9. Il résulte de tout ce qui précède, et sans qu'il soit besoin de se prononcer sur les autres moyens de la requête, que M. I... D... est fondé à soutenir que c'est à tort que, par le jugement attaqué, le tribunal administratif de Nantes a rejeté sa demande dirigée contre la décision du 17 décembre 2022 de la commission de recours contre les décisions de refus de visa d'entrée en France et à demander l'annulation de cette décision.
Sur les conclusions d'injonction :
10. Eu égard à ses motifs, le présent arrêt implique nécessairement qu'il soit enjoint au ministre de l'intérieur de délivrer à M. I... D... un visa de long séjour pour M. D... F... B... dans un délai d'un mois à compter de la notification du présent arrêt. Il n'y a pas lieu d'assortir cette injonction d'une astreinte.
Sur les frais d'instance :
11. Il y a lieu, dans les circonstances de l'espèce, de mettre à la charge de l'Etat le versement à M. I... D... d'une somme de 1200 euros au titre des dispositions de l'article L. 761-1 du code de justice administrative.
DÉCIDE :
Article 1er : Le jugement n° 2300780 du 19 décembre 2023 du tribunal administratif de Nantes et la décision du 17 décembre 2022 de la commission de recours contre les décisions de refus de visa d'entrée en France sont annulés.
Article 2 : Il est enjoint au ministre de l'intérieur de délivrer à M. I... D... des visas de long séjour pour son fils D... F... B..., dans un délai d'un mois à compter de la notification du présent arrêt.
Article 3 : L'Etat versera à M. I... D... une somme de 1200 euros en application des dispositions de l'article L.761-1 du code justice administrative.
Article 4 : Le surplus des conclusions de la requête est rejeté.
Article 5 : Le présent arrêt sera notifié à M. I... D... et au ministre de l'intérieur et des outre-mer.

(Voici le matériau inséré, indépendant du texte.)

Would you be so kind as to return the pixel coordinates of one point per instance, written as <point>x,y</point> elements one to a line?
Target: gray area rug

Délibéré après l'audience du 30 août 2024, à laquelle siégeaient :
- M. Gaspon, président de chambre,
- M. Coiffet, président-assesseur,
- M. Pons, premier conseiller.
Rendu public par mise à disposition au greffe le 17 septembre 2024.
Le rapporteur,
O. COIFFETLe président,
O. GASPON
La greffière,
C. VILLEROT
La République mande et ordonne au ministre de l'intérieur et des outre-mer en ce qui le concerne, et à tous commissaires de justice à ce requis en ce qui concerne les voies de droit commun contre les parties privées, de pourvoir à l'exécution de la présente décision.